New Delhi: The Income-tax department has detected undisclosed income of Rs 450 crore after it searched an IT SEZ developer, its former director and a stainless steel supplier based in TamilNadu, the CBDT said on Sunday. The searches were carried out at 16 premises in Chennai, Mumbai, Hyderabad and Cuddalore on November 27, it said.

"The searches, so far, have resulted in the detection of undisclosed income of more than Rs 450 crore," the Central Board of Direct Taxes (CBDT) said in a statement. The Board is the administrative authority for the tax department.

In the case of the ex-director of the information technology special economic zone (IT SEZ), the taxman unearthed evidences of about Rs 100 crore "accumulated by the person and his family members in the past 3 years." "The search further unearthed that the IT SEZ developer claimed bogus work-in-progress expenses of about Rs 160 crore in an under-construction project," the statement said. "The entity had also claimed capital expenses of around Rs 30 crore on account of bogus consultancy fees in an operational project and inadmissible interest expenses to the extent of Rs 20 crore was also claimed by the entity," it said.

It was found, the CBDT said, that share purchase transactions were undertaken by the developer and the shares were sold by its erstwhile shareholders, a resident and a non-resident entity, which routed its investment through a Mauritius intermediary for about Rs 2,300 crore in financial year 2017-18 but capital gains out of this sale transaction were "not disclosed" to the department. "Investigation is in progress to determine the undisclosed capital gains in the hands of both the shareholders. Other land transactions involving cash payments and an issue relating to Compulsory Convertible Debentures (CCDs) are also under examination," it said.

In the case of the Chennai-based stainless steel supplier, it was found that the group has been conducting three sets of sales: accounted; unaccounted and partly-accounted. "The unaccounted and partly-accounted sales amount to more than 25 per cent of the total sales each year. The group has provided sales accommodation bills to various customers and received commission of more than 10 per cent on these transactions," it said.

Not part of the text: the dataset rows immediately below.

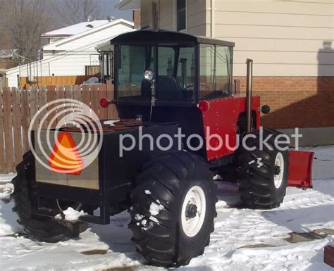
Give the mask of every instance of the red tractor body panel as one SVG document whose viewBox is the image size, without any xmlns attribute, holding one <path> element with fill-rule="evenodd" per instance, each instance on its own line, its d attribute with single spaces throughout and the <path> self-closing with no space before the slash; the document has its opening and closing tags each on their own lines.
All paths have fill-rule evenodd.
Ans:
<svg viewBox="0 0 334 271">
<path fill-rule="evenodd" d="M 219 135 L 223 140 L 222 148 L 218 150 L 209 149 L 206 144 L 206 156 L 209 161 L 220 158 L 234 153 L 229 150 L 227 145 L 234 148 L 236 144 L 237 122 L 240 115 L 246 111 L 246 98 L 230 96 L 208 101 L 209 109 L 202 112 L 203 124 L 204 125 L 204 135 L 206 141 L 211 135 L 210 146 L 214 149 L 219 145 L 219 140 L 213 137 L 214 134 Z M 252 110 L 255 111 L 256 129 L 260 125 L 260 97 L 253 96 Z M 228 142 L 226 142 L 228 138 Z M 228 143 L 228 144 L 227 144 Z"/>
<path fill-rule="evenodd" d="M 312 165 L 314 153 L 311 151 L 289 151 L 290 187 L 312 187 Z"/>
</svg>

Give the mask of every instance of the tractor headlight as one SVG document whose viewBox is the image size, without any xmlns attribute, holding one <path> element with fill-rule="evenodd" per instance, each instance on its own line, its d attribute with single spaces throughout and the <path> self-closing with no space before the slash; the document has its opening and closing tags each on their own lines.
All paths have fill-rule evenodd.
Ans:
<svg viewBox="0 0 334 271">
<path fill-rule="evenodd" d="M 147 81 L 151 81 L 153 80 L 153 72 L 150 70 L 147 70 L 144 73 L 144 78 L 147 80 Z"/>
</svg>

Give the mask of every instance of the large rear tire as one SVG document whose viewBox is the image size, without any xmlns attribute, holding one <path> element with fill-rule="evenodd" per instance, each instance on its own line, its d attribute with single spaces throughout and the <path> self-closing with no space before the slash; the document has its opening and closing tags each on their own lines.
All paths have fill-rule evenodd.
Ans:
<svg viewBox="0 0 334 271">
<path fill-rule="evenodd" d="M 281 149 L 287 146 L 280 144 L 279 149 L 276 147 L 275 137 L 280 132 L 269 129 L 263 131 L 264 139 L 271 135 L 268 141 L 270 148 L 264 145 L 260 150 L 260 132 L 256 130 L 252 133 L 255 138 L 247 141 L 249 147 L 256 149 L 249 151 L 242 146 L 237 153 L 241 200 L 245 207 L 253 209 L 279 207 L 287 186 L 288 152 Z"/>
<path fill-rule="evenodd" d="M 212 176 L 201 157 L 185 151 L 160 155 L 144 165 L 131 194 L 129 228 L 151 264 L 186 265 L 204 253 L 217 215 Z"/>
<path fill-rule="evenodd" d="M 13 210 L 16 212 L 18 222 L 23 226 L 25 232 L 32 239 L 39 241 L 56 243 L 75 237 L 84 232 L 88 225 L 85 222 L 73 223 L 57 222 L 50 218 L 42 218 L 32 213 L 32 203 L 29 199 L 27 171 L 31 167 L 31 153 L 25 156 L 23 162 L 16 167 L 17 175 L 13 179 L 14 192 L 11 195 L 14 201 Z"/>
</svg>

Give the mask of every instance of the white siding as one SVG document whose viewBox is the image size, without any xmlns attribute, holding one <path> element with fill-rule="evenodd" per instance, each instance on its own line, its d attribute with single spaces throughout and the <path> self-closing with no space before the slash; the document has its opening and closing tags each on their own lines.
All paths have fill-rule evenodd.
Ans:
<svg viewBox="0 0 334 271">
<path fill-rule="evenodd" d="M 35 80 L 37 76 L 85 75 L 86 65 L 99 65 L 99 53 L 95 47 L 99 43 L 106 42 L 113 37 L 132 31 L 131 25 L 122 22 L 111 25 L 111 23 L 88 30 L 85 33 L 71 36 L 44 46 L 44 59 L 27 65 L 16 67 L 6 71 L 9 87 L 18 86 L 17 75 L 27 77 L 30 73 Z M 52 51 L 55 53 L 51 53 Z"/>
<path fill-rule="evenodd" d="M 216 37 L 235 42 L 235 75 L 246 74 L 247 58 L 254 59 L 254 75 L 334 75 L 334 1 L 216 0 L 215 5 Z"/>
</svg>

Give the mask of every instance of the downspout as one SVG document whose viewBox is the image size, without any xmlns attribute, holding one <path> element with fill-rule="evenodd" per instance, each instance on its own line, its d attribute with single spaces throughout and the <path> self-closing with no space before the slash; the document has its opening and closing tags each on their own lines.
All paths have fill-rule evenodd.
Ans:
<svg viewBox="0 0 334 271">
<path fill-rule="evenodd" d="M 211 37 L 215 37 L 215 6 L 214 6 L 214 0 L 211 0 Z"/>
</svg>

"While the quantification of unaccounted income is being carried out currently, it is estimated to be around Rs 100 crore," it said. The related concerns of the group are involved in financing, money lending and real estate development.

"The unaccounted transactions conducted by these entities and the unaccounted capital/loan infusion in these entities are estimated to be around Rs 50 crore," the CBDT said.